Another Production Issue
Just as I was returning from lunch I recieved a bunch of alerts on my phone from our Microsoft SCOM log monitor that one of our FSCM production application server processes had crashed. The message in the log was:
PSAPPSRV.8944 (5354) [2016-11-08T13:01:45.030 user@smartpeoplesoftadmin.com (FIREFOX 49.0; WIN7) ICPanel](0) PSAFFIRM(GlobalLock : invalid memory address from E:\pt85405c-retail\peopletools\src\pssys\qdmutil.cpp 4385) failed at E:\pt85405c-retail\peopletools\src\pscmnutils\globalmem.cpp, line 233. Processing will abort. PSAPPSRV.8944 (5354) [2016-11-08T13:01:45.031 user@smartpeoplesoftadmin (FIREFOX 49.0; WIN7) ICPanel](0) PSAFFIRM(GlobalLock : invalid memory address from E:\pt85405c-retail\peopletools\src\pssys\qdmutil.cpp 4385) failed at E:\pt85405c-retail\peopletools\src\pscmnutils\globalmem.cpp, line 233. Processing will abort. PSPAL: Abort: PSAFFIRM(GlobalLock : invalid memory address from E:\pt85405c-retail\peopletools\src\pssys\qdmutil.cpp 4385) failed at E:\pt85405c-retail\peopletools\src\pscmnutils\globalmem.cpp, line 233. Processing will abort. PSPAL: Abort: Location: E:\pt85405c-retail\peopletools\src\pssys\dump.cpp:970: CPSAbortObserver::OnEvent PSPAL: Abort: Generating process state report to e:\p92fscm\appserv\P92FSCM\LOGS\PSAPPSRV.8944\process_state.txt PSAPPSRV.8944 (5354) [2016-11-08T13:01:56.604 user@smartpeoplesoftadmin (FIREFOX 49.0; WIN7) ICPanel](0) Process aborted. PSAPPSRV.6588 (0) [2016-11-08T13:01:58.675](0) PeopleTools Release 8.54.05 (Windows) starting. Tuxedo server is APPSRV(99)/1 PSAPPSRV.6588 (0) [2016-11-08T13:01:58.676](3) Detected time zone is Mountain Standard Time PSAPPSRV.6588 (0) [2016-11-08T13:01:58.787](-1) CMgrCntrlImp::CreateCacheDir error locking cache directory: system errno = 32-Broken pipe PSAPPSRV.6588 (0) [2016-11-08T13:01:58.788](0) Server failed to start
Server Failed to Start
I didn’t like the last line in the error message “Server failed to start.” This indicate that the APPSRV server process that crashed did not automatically restart. Luckily we boot several APPSRV services, so our environment was still up, but with reduced performance. So how do I get that service running again? I could restart the environment, but that would terminate all user connections and that was not the solution I was looking for.

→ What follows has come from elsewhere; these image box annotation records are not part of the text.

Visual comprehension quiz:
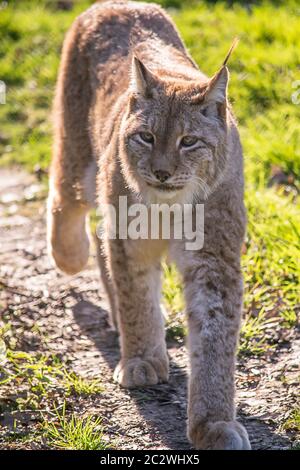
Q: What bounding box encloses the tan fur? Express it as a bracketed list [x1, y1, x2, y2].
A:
[48, 2, 250, 449]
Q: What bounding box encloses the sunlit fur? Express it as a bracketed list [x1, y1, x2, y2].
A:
[48, 1, 250, 449]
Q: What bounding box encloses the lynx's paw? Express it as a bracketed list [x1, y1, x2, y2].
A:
[188, 421, 251, 450]
[114, 357, 169, 388]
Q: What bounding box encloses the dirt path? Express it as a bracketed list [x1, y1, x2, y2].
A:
[0, 170, 300, 449]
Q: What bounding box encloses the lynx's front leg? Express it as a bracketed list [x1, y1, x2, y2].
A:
[107, 240, 168, 388]
[178, 253, 250, 449]
[174, 198, 250, 449]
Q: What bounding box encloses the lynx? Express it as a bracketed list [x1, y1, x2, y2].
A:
[48, 1, 250, 449]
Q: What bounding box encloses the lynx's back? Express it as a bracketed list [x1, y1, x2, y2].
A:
[77, 1, 204, 118]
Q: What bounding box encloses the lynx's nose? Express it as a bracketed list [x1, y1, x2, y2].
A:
[154, 170, 171, 183]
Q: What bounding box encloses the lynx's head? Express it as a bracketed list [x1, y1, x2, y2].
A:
[120, 57, 232, 202]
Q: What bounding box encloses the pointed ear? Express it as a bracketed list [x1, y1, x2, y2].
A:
[204, 65, 229, 103]
[131, 56, 157, 98]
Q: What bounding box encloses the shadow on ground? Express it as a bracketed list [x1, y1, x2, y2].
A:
[72, 300, 290, 450]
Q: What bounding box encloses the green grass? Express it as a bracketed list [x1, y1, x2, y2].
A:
[0, 0, 300, 354]
[0, 339, 103, 411]
[43, 404, 112, 450]
[282, 406, 300, 433]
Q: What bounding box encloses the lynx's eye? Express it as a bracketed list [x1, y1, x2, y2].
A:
[180, 135, 198, 147]
[139, 132, 154, 144]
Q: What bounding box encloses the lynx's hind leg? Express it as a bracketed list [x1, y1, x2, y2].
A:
[48, 19, 96, 274]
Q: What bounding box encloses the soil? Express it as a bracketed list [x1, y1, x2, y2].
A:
[0, 169, 300, 449]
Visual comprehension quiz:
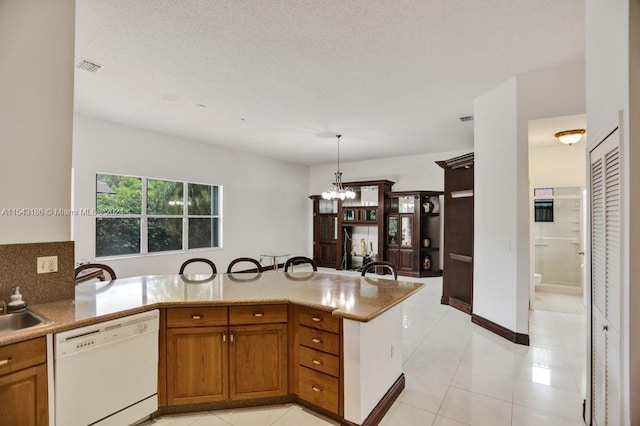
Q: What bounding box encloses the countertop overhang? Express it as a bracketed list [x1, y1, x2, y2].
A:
[0, 272, 424, 346]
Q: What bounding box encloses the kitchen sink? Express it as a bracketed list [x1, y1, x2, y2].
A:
[0, 309, 53, 336]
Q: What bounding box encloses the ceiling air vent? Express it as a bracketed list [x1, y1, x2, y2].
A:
[76, 59, 102, 72]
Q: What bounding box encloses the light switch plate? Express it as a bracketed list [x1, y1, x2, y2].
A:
[37, 256, 58, 274]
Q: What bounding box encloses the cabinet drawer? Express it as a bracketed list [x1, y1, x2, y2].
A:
[298, 326, 340, 355]
[299, 346, 340, 377]
[298, 308, 340, 333]
[167, 306, 227, 327]
[229, 305, 287, 325]
[298, 367, 338, 413]
[0, 337, 47, 375]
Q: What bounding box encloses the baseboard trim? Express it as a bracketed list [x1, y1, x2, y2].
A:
[471, 314, 529, 346]
[342, 373, 405, 426]
[449, 297, 471, 315]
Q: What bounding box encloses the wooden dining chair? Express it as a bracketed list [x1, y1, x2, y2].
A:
[361, 260, 398, 280]
[227, 257, 262, 274]
[74, 263, 117, 285]
[179, 257, 218, 275]
[284, 256, 318, 272]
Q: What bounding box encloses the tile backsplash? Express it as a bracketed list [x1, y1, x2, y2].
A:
[0, 241, 75, 306]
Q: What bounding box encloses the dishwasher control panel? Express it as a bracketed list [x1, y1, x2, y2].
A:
[54, 309, 160, 359]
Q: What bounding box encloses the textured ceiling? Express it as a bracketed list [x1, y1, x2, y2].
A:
[75, 0, 584, 164]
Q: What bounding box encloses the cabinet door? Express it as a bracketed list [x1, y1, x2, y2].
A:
[394, 250, 416, 272]
[0, 364, 49, 426]
[229, 324, 287, 399]
[167, 327, 229, 405]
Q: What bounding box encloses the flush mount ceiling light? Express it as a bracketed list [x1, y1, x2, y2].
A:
[555, 129, 585, 145]
[322, 135, 356, 200]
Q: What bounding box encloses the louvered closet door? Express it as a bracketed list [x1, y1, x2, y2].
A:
[589, 130, 622, 426]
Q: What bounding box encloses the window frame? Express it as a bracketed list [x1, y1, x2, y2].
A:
[93, 172, 223, 259]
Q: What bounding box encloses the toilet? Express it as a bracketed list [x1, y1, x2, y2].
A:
[533, 272, 542, 287]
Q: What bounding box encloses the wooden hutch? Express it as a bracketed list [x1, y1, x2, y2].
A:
[385, 191, 443, 277]
[436, 153, 474, 314]
[309, 180, 442, 277]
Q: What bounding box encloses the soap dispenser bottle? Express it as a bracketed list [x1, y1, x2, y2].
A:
[7, 287, 27, 312]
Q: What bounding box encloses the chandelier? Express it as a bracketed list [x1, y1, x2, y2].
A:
[322, 135, 356, 200]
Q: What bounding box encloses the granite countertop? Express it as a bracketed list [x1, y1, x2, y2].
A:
[0, 272, 424, 346]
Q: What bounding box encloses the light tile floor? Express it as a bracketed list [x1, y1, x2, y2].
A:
[144, 272, 586, 426]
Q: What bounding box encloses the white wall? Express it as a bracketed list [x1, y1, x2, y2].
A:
[473, 62, 586, 334]
[529, 141, 587, 188]
[473, 77, 528, 334]
[0, 0, 75, 244]
[309, 149, 464, 194]
[73, 115, 311, 277]
[586, 0, 640, 425]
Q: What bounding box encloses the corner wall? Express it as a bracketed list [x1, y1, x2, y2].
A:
[473, 62, 586, 334]
[0, 0, 75, 244]
[586, 0, 640, 425]
[73, 115, 311, 278]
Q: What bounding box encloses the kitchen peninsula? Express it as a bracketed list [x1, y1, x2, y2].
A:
[16, 272, 424, 425]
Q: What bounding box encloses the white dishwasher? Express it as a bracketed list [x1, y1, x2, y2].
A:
[54, 310, 159, 426]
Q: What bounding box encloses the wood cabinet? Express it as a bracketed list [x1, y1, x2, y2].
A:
[229, 324, 287, 399]
[309, 180, 394, 269]
[293, 307, 343, 416]
[309, 195, 338, 268]
[436, 153, 473, 314]
[229, 305, 288, 400]
[0, 337, 49, 426]
[166, 305, 288, 405]
[167, 326, 229, 405]
[385, 191, 443, 277]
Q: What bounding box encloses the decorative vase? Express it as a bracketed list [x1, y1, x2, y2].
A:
[422, 256, 431, 271]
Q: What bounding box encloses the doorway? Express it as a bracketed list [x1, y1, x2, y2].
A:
[529, 114, 587, 315]
[533, 186, 586, 314]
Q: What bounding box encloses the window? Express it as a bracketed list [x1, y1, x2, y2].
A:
[533, 200, 553, 222]
[96, 173, 221, 257]
[533, 188, 553, 222]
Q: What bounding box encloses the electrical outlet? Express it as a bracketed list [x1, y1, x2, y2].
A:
[37, 256, 58, 274]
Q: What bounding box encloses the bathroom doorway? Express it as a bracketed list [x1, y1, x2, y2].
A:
[533, 186, 586, 314]
[528, 114, 587, 315]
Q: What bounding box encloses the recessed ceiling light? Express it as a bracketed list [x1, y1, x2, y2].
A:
[555, 129, 586, 145]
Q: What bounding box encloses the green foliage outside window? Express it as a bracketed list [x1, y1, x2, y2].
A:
[96, 174, 220, 257]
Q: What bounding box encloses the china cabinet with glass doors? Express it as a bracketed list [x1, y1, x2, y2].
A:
[385, 191, 442, 277]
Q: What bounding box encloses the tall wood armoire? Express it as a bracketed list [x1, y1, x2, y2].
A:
[436, 153, 473, 314]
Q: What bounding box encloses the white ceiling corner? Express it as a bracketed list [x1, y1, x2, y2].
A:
[75, 0, 584, 164]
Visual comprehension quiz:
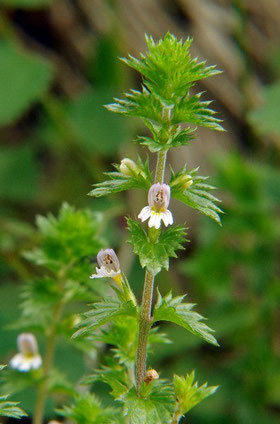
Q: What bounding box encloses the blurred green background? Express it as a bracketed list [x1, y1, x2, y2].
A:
[0, 0, 280, 424]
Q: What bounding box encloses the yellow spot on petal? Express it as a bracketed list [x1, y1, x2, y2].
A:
[113, 274, 122, 287]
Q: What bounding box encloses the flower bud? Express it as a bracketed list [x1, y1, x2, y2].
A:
[148, 183, 170, 212]
[144, 369, 159, 384]
[97, 249, 120, 273]
[17, 333, 38, 355]
[170, 174, 193, 190]
[120, 158, 140, 177]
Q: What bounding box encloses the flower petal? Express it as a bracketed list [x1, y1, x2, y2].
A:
[148, 213, 161, 229]
[138, 206, 152, 222]
[162, 209, 173, 227]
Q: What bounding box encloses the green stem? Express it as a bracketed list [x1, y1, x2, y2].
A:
[33, 299, 64, 424]
[155, 150, 167, 184]
[136, 271, 154, 396]
[136, 151, 167, 396]
[171, 405, 182, 424]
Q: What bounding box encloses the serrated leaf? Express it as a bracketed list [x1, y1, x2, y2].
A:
[85, 357, 131, 400]
[173, 371, 218, 416]
[58, 393, 124, 424]
[136, 126, 194, 153]
[121, 382, 174, 424]
[169, 167, 223, 225]
[127, 218, 186, 275]
[106, 87, 223, 131]
[153, 292, 219, 346]
[88, 158, 152, 197]
[73, 297, 137, 337]
[24, 203, 102, 274]
[119, 33, 219, 101]
[0, 41, 53, 126]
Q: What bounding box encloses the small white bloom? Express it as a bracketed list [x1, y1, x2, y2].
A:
[138, 183, 173, 229]
[90, 249, 121, 282]
[10, 333, 42, 371]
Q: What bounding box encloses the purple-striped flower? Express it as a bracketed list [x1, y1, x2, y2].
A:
[138, 183, 173, 229]
[90, 249, 121, 282]
[10, 333, 42, 371]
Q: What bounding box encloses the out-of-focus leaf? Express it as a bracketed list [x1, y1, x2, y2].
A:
[0, 146, 38, 200]
[1, 0, 53, 9]
[68, 90, 128, 155]
[0, 42, 52, 126]
[249, 82, 280, 134]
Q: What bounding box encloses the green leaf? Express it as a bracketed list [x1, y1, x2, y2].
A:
[88, 158, 152, 197]
[58, 393, 124, 424]
[121, 381, 174, 424]
[136, 120, 194, 153]
[0, 396, 27, 419]
[106, 87, 223, 131]
[173, 371, 218, 418]
[169, 167, 223, 225]
[122, 33, 219, 101]
[127, 218, 186, 275]
[24, 203, 102, 274]
[66, 89, 129, 156]
[153, 292, 219, 346]
[73, 297, 137, 337]
[0, 41, 53, 126]
[84, 357, 129, 400]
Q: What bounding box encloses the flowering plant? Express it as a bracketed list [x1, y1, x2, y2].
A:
[2, 33, 222, 424]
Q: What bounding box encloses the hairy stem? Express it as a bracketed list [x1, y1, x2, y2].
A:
[33, 299, 64, 424]
[155, 150, 167, 184]
[171, 404, 182, 424]
[136, 271, 154, 396]
[136, 151, 167, 396]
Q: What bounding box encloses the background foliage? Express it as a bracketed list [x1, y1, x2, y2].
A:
[0, 0, 280, 424]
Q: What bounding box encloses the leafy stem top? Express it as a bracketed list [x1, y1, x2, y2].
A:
[107, 33, 223, 152]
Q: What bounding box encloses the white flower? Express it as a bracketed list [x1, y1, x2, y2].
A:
[138, 183, 173, 229]
[90, 249, 121, 282]
[10, 333, 42, 371]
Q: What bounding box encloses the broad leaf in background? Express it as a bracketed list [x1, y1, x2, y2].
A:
[66, 89, 129, 156]
[121, 381, 174, 424]
[0, 41, 53, 126]
[169, 167, 223, 225]
[1, 0, 53, 9]
[249, 82, 280, 136]
[173, 371, 218, 418]
[153, 292, 219, 346]
[0, 365, 26, 418]
[127, 218, 186, 275]
[0, 146, 38, 201]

Restarting the APPSRV Process
Instead of restarting the environment I brought up PSADMIN and navigated to:
1) Application Server > 1) Administer a domain > 1) FSCM > 5) TUXEDO command line (tmadmin)
In tmadmin I issued the command “boot -g APPSRV” to boot the APPSRV processes:
As shown the in screenshot the APPSRV process was started. It also complains about duplicate server, but that error can be ignored.
After issuing this command, all the expected APPSRV processes is running again.